私は、鬼滅の刃をみて泣くことができなかった。
昨年、「鬼滅の刃」は社会現象にもなるほど大ブームになった。もちろん、私のアルバイト先でもそれはそれは人気で、「チョー泣けた。」「みたほうがいいよ!!」と、いわゆるキメハラなるものを毎日受けていた私は、まずは漫画を借り、全て読み終えてからその日のうちに映画館へ足を運んだ。
とても面白い。そして感動する。しかし、涙は出なかった。
席を一つ開けて隣に座っていた見知らぬご家族が号泣しているのが、鼻をすする音でわかった。私も、面白かった余韻を感じながら帰路についた。そこでふと「なんで涙が出ないのだろう。」と思った。
次の日、アルバイト先でその話をすると「鬼滅みて泣かない人なんているんだwww」や「感情のない人だね。」と言われてしまった。その場では「そうなんですよ~」と笑って返したが、それが1日、いや1週間たってもずっと心に引っかかる。何気ないことだし傷ついているわけでもないが、私はもしかして人より感情がない人間なのかもしれない、と思ってしまった。このようなことは過去にも何度かある。

涙を流さなかったことが原因で、“感情のない人"認定

中学生の時に、宿泊合宿でスキーに行った日のことである。
みなそれぞれレベル分けされたグループでスキーを楽しんだ後、夜ご飯の時間に先生方からお手紙が渡された。親からのサプライズの手紙だった。私のクラスの女子は、その手紙を読んで私以外全員泣いた。むしろ一人だけ泣いていない私は、「感動しないの?」「心ないね…」と言われた。
ショックだった。もちろん感動したし、お母さんへの感謝の気持ちでいっぱいになったのは私も同じなのに、涙を流さなかったことが原因で、“感情のない人"認定されてしまったのだ。
人は見かけで判断されてしまう。大会で負けて悔し涙を流していて偉い。卒業式で泣きながら返事をしていて感情豊かだな。
そんなバカな。私はそのようなことで泣いたことは一度もないが、一生懸命練習したのに負けたら悔しいし、今まで仲良かった人と離れるのは悲しい。人並みの感情はきちんとあるのだが、ただ涙が出ないだけなのだ。
そんな私でも、実は一人でいる時は涙もろい。毎朝新聞を読んで、世の中の理不尽な出来事や人の温かさを感じる記事を
読むと涙が出ているし、ラブストーリーをみて泣くこともしばしばある。周りに人がいるかいないかで、涙をコントロールすることができるらしい。

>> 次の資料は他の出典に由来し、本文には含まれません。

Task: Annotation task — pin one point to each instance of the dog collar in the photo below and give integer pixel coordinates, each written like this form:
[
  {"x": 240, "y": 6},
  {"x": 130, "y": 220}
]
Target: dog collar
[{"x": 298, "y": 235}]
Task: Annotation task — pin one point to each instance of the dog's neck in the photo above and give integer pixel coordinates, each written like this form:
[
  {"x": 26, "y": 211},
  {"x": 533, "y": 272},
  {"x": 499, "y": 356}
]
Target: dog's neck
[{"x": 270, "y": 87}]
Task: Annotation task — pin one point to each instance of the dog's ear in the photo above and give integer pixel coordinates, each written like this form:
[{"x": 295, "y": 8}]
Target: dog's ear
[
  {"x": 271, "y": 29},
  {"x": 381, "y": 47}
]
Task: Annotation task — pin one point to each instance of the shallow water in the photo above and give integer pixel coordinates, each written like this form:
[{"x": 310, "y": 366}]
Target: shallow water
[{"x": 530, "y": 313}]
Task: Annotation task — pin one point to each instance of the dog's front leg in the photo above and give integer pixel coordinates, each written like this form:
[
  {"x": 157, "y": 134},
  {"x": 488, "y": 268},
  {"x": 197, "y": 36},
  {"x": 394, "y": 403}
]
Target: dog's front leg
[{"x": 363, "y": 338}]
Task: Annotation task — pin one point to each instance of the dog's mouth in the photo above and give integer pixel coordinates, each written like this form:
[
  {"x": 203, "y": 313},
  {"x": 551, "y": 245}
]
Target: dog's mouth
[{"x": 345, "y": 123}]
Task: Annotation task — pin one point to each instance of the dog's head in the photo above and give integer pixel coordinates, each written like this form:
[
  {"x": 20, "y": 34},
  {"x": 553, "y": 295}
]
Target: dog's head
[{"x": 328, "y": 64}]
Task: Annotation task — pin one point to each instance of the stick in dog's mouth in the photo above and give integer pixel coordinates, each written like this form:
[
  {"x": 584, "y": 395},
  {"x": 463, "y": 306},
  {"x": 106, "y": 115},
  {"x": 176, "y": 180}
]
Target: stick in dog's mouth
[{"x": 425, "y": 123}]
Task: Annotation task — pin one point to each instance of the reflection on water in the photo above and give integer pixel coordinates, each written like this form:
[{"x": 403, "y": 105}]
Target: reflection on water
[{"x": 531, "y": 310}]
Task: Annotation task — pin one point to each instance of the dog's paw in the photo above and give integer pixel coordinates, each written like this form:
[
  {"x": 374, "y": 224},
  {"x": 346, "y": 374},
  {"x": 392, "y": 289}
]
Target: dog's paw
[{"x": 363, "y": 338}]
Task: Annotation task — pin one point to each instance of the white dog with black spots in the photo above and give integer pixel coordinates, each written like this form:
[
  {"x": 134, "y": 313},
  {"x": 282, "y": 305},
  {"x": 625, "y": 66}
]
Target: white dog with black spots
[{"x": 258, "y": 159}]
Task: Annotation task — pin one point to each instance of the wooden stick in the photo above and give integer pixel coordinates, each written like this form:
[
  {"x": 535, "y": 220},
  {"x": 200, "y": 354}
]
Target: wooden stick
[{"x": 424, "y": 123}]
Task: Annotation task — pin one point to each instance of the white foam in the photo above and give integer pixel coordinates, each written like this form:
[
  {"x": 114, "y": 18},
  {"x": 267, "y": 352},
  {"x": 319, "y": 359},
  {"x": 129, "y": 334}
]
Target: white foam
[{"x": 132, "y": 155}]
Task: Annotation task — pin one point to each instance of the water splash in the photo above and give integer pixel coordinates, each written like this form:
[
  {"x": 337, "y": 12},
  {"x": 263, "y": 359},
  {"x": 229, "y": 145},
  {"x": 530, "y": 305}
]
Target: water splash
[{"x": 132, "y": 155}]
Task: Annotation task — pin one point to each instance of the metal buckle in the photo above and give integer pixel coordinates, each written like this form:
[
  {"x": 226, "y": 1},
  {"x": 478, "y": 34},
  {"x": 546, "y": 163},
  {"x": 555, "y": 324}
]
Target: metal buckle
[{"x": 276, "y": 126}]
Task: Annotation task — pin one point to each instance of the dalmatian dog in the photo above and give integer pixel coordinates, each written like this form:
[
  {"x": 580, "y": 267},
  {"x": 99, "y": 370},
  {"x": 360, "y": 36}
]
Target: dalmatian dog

“自分が思っている自分”と、“周りからみた私”の大きな隔たり

私は一人が好きだ。趣味もサウナ、読書、サイクリング、旅行など、全て一人で楽しんでいる。しかし私は自分でいうのもなんだが、友達が多そうに見える性格みたいだ。「毎日遊んでいて人生楽しそう。」「いつも明るくてポジティブだよね。」よく言われる。
実際の私はそんなこと全然ないのに…。
確かに私は、誰かと一緒にいると明るく陽気な人になる。しかし、一人でいるときは暗く、いつも何かを考えている。いったい私は、明るい人なのか、暗い人なのか、自分で自分が一番わからない。

“自分が思っている自分”と、“周りからみた私”の大きな隔たりにモヤモヤする。でも、どんな自分でも私は私。私は結局、そんなよく分からない自分が大好きなのだ。